Although Sophie's Choice shows how much more polished (and more thoughtful too, perhaps) he has become as a writer, Styron's writing is beautiful, as are the characters and the story. This may not be a necessary read, and the beginning may be slow, but it was well worth my time.

Rating: 4 stars
Summary: Dark and beautiful
Review: Lie Down in Darkness is not a great book. But it is a very good one, and shows how William Styron, even in his youth was a talented and perceptive writer. This novel begins with the death of Peyton Loftis, and goes back in time to follow her childhood and coming of age, as well as her eventual marriage, until her death. We see these pictures through the alternating points of view mostly of her father and mother, but also of some other characters, and learn how her death was inextricably related to the slow attrition caused by stubborness, jealousy, and hate that tears apart her family.
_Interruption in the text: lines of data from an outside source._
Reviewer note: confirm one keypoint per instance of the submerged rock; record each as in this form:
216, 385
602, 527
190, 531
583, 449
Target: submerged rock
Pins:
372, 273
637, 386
Darkness is everywhere in the novel, taking the form of guilt and personal failures that corrode the hearts of each character and make inevitable Peyton's tragic end. Indeed the predetermination is all the more evident, since we know from the very beginning that she has died.
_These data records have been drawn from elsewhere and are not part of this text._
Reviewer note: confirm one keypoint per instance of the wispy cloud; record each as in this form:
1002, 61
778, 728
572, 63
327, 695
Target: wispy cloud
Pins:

Although Sophie's Choice shows how much more polished (and more thoughtful too, perhaps) he has become as a writer, Styron's writing is beautiful, as are the characters and the story. This may not be a necessary read, and the beginning may be slow, but it was well worth my time.

Rating: 5 stars
Summary: Lie Down In Darkness perfects Southern Gothic
Review: Lie Down In Darkness, Styron's first novel, published when he was just 22, is a masterpiece of psychological realism and storytelling in the Southern Gothic tradition of Faulkner, Eudora Welty, and Flannery O'Conner. That it was created by such a young mind is testament to the author's genius; that it has yet to be rivaled as a stirring, oftentimes painful and disturbing portrait of a doomed family, is testament to the writing. Composed with thick, purposeful prose, heavy on similie, metaphor and description, the novel charts the rise and fall of the Loftis Family, an archetypal rendering of the Soutnern Gentry. We follow the tragic downfall of Milton, the drunken patriarch, Ellen, the frigid mother, and the two Loftis daughters, one born perfect, one born crippled. It is a novel of abundant ontological truth, which will reach in and strangle the unconscious sensibilities of almost any reader, regardless of background or predispotition. The novel's beauty ranks with the prose of Lawrence, the passion of Rimbaud and Kundera, the depth and spiritual metaphysics of Doestoyevsky; It is both story and case study. And ultimately we are shepherded through tragedy after tragedy into the climax--the suicide of the immeasurably beautiful and desired Peyton Loftis--as we walk moment to moment with her, peering inside the poisoned stream of consciousness that overwhelms and eventually claims her. Lie Down In Darkness belongs in the canon of Great American Masterpieces. It's significance has only begun to be understood.

Rating: 5 stars
Summary: Beautiful, wrenching, impossible to put down.
Review: Never have I wanted to pound some sense into fictional characters as when I read William Styron's Lie Down in Darkness. The Loftiss family saga is sometimes hard to read because they hurt each other so easily and so often. But Styron's language is beautiful, and his understanding of the characters is deep. The account of Peyton's last day is especially heartbreaking and revealing. In short, this novel is one of my favorites simply because of its account of human frailty and the amazing way in which the story is told. Styron is one of the best.

Rating: 5 stars
Summary: masterful depiction of downward spiral
Review: One of my favorite books. True depiction of depression.